Quickstart & Deployment

Easy 25 min read

Overview

Deployment Options

DataHub can be deployed via Docker Compose (development/testing), Kubernetes Helm Chart (production), or Acryl Cloud (managed SaaS). This tutorial covers all three approaches.

Core Concepts

Docker Compose

Single-machine deployment for development and testing. All services run in containers on one host. Not recommended for production.

Kubernetes / Helm

Production deployment with auto-scaling, high availability, and managed services integration. Official Helm chart provided.

Acryl Cloud

Fully managed DataHub SaaS by Acryl Data (founded by DataHub creators). Zero infrastructure management.

Prerequisites

Docker 20.10+, 8 GB RAM minimum, Python 3.8+ for CLI. For K8s: Helm 3, kubectl, ingress controller.

How It Works

Docker Compose Quickstart

Local Development Setup
# Install the DataHub CLI
pip install acryl-datahub

# Start DataHub (pulls images and starts all services)
datahub docker quickstart

# Verify all services are running
docker ps --format "table {{.Names}}	{{.Status}}	{{.Ports}}"

# Access the UI at http://localhost:9002
# Login: datahub / datahub

# Stop DataHub
datahub docker quickstart --stop

# Reset (delete all data)
datahub docker nuke

Kubernetes Helm Deployment

Production Kubernetes Setup
# Add the DataHub Helm repo
helm repo add datahub https://helm.datahubproject.io/
helm repo update

# Install prerequisites (if not using managed services)
helm install prerequisites datahub/datahub-prerequisites

# Install DataHub
helm install datahub datahub/datahub   --set datahub-gms.resources.requests.memory="2Gi"   --set datahub-frontend.resources.requests.memory="1Gi"   --set global.elasticsearch.host="elasticsearch-master"   --set global.kafka.bootstrap.server="kafka:9092"   --set global.sql.datasource.host="mysql:3306"

# Verify pods are running
kubectl get pods -l app.kubernetes.io/instance=datahub

Hands-On Tutorial

Post-Installation Setup

Configure Authentication (OIDC)
# In datahub-frontend config, add OIDC for SSO:
auth:
  oidc:
    enabled: true
    clientId: "your-client-id"
    clientSecret: "${OIDC_SECRET}"
    discoveryUri: "https://login.company.com/.well-known/openid-configuration"
    userNameClaim: "email"

Security: Change Default Credentials

The default login (datahub/datahub) must be changed immediately in any non-local deployment.
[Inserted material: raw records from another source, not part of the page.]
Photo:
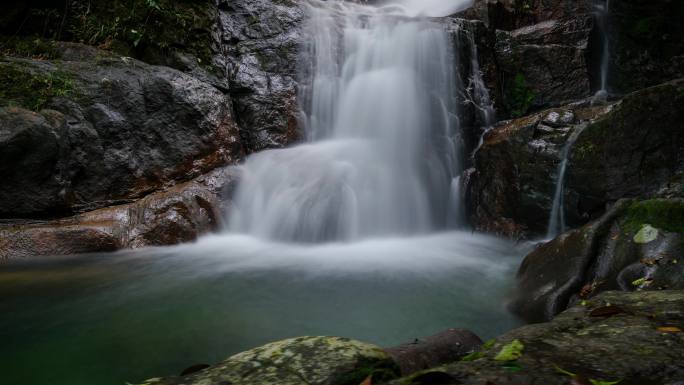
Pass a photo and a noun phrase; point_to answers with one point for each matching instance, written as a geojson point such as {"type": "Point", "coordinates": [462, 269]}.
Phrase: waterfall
{"type": "Point", "coordinates": [476, 91]}
{"type": "Point", "coordinates": [557, 218]}
{"type": "Point", "coordinates": [603, 11]}
{"type": "Point", "coordinates": [383, 151]}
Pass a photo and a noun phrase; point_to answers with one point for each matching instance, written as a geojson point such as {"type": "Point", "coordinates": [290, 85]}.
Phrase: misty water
{"type": "Point", "coordinates": [358, 232]}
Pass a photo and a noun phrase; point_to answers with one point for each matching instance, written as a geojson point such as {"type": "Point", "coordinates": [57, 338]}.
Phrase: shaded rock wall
{"type": "Point", "coordinates": [119, 129]}
{"type": "Point", "coordinates": [178, 214]}
{"type": "Point", "coordinates": [605, 255]}
{"type": "Point", "coordinates": [630, 149]}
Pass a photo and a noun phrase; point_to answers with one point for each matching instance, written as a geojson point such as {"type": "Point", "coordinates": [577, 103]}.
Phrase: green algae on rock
{"type": "Point", "coordinates": [297, 361]}
{"type": "Point", "coordinates": [630, 347]}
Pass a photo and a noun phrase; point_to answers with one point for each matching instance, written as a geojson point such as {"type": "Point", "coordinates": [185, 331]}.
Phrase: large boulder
{"type": "Point", "coordinates": [544, 64]}
{"type": "Point", "coordinates": [627, 338]}
{"type": "Point", "coordinates": [297, 361]}
{"type": "Point", "coordinates": [511, 189]}
{"type": "Point", "coordinates": [632, 148]}
{"type": "Point", "coordinates": [262, 40]}
{"type": "Point", "coordinates": [637, 245]}
{"type": "Point", "coordinates": [177, 214]}
{"type": "Point", "coordinates": [104, 130]}
{"type": "Point", "coordinates": [634, 151]}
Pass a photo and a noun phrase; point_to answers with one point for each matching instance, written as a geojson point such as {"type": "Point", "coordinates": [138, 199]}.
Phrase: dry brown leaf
{"type": "Point", "coordinates": [669, 329]}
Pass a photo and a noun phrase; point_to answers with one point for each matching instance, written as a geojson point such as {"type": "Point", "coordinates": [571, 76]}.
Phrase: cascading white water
{"type": "Point", "coordinates": [383, 154]}
{"type": "Point", "coordinates": [557, 217]}
{"type": "Point", "coordinates": [603, 10]}
{"type": "Point", "coordinates": [477, 93]}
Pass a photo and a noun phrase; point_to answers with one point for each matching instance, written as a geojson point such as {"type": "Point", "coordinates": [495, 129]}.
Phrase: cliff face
{"type": "Point", "coordinates": [101, 106]}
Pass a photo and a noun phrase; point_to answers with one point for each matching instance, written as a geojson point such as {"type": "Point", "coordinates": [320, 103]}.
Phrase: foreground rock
{"type": "Point", "coordinates": [633, 338]}
{"type": "Point", "coordinates": [633, 148]}
{"type": "Point", "coordinates": [107, 130]}
{"type": "Point", "coordinates": [428, 352]}
{"type": "Point", "coordinates": [297, 361]}
{"type": "Point", "coordinates": [178, 214]}
{"type": "Point", "coordinates": [636, 245]}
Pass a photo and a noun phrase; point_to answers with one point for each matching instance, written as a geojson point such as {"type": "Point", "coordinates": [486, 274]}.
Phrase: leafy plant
{"type": "Point", "coordinates": [511, 351]}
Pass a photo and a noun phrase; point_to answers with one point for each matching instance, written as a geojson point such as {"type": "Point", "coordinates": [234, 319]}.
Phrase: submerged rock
{"type": "Point", "coordinates": [439, 349]}
{"type": "Point", "coordinates": [297, 361]}
{"type": "Point", "coordinates": [637, 245]}
{"type": "Point", "coordinates": [630, 338]}
{"type": "Point", "coordinates": [178, 214]}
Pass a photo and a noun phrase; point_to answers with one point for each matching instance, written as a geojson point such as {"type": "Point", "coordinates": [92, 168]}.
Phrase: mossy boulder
{"type": "Point", "coordinates": [510, 191]}
{"type": "Point", "coordinates": [617, 337]}
{"type": "Point", "coordinates": [297, 361]}
{"type": "Point", "coordinates": [637, 245]}
{"type": "Point", "coordinates": [634, 151]}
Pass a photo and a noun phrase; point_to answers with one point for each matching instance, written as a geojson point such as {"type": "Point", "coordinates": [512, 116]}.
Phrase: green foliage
{"type": "Point", "coordinates": [519, 97]}
{"type": "Point", "coordinates": [20, 87]}
{"type": "Point", "coordinates": [29, 47]}
{"type": "Point", "coordinates": [663, 214]}
{"type": "Point", "coordinates": [129, 27]}
{"type": "Point", "coordinates": [511, 351]}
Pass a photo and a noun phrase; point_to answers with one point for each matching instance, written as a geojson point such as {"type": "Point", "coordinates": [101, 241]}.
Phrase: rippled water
{"type": "Point", "coordinates": [111, 318]}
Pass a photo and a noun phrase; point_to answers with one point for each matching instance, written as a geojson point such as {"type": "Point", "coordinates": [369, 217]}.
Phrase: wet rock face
{"type": "Point", "coordinates": [262, 40]}
{"type": "Point", "coordinates": [634, 151]}
{"type": "Point", "coordinates": [630, 149]}
{"type": "Point", "coordinates": [178, 214]}
{"type": "Point", "coordinates": [636, 340]}
{"type": "Point", "coordinates": [117, 130]}
{"type": "Point", "coordinates": [545, 64]}
{"type": "Point", "coordinates": [297, 361]}
{"type": "Point", "coordinates": [646, 43]}
{"type": "Point", "coordinates": [510, 191]}
{"type": "Point", "coordinates": [513, 14]}
{"type": "Point", "coordinates": [636, 245]}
Enable OIDC/SAML SSO and disable native authentication for production.

Best Practices

Practice Problems

Practice 1

Design a production DataHub deployment on AWS using EKS, RDS (MySQL), OpenSearch, and MSK (Kafka). What instance types would you choose for a 500-user deployment?

Practice 2

Your DataHub Elasticsearch index is using 80% of disk. How do you scale it? What retention policies would you set?

Quick Reference

DeploymentBest ForComplexity
Docker ComposeDevelopment, demos, testingLow
Kubernetes (Helm)Production, scalabilityMedium-High
Acryl CloudZero-ops, enterprise featuresLow (managed)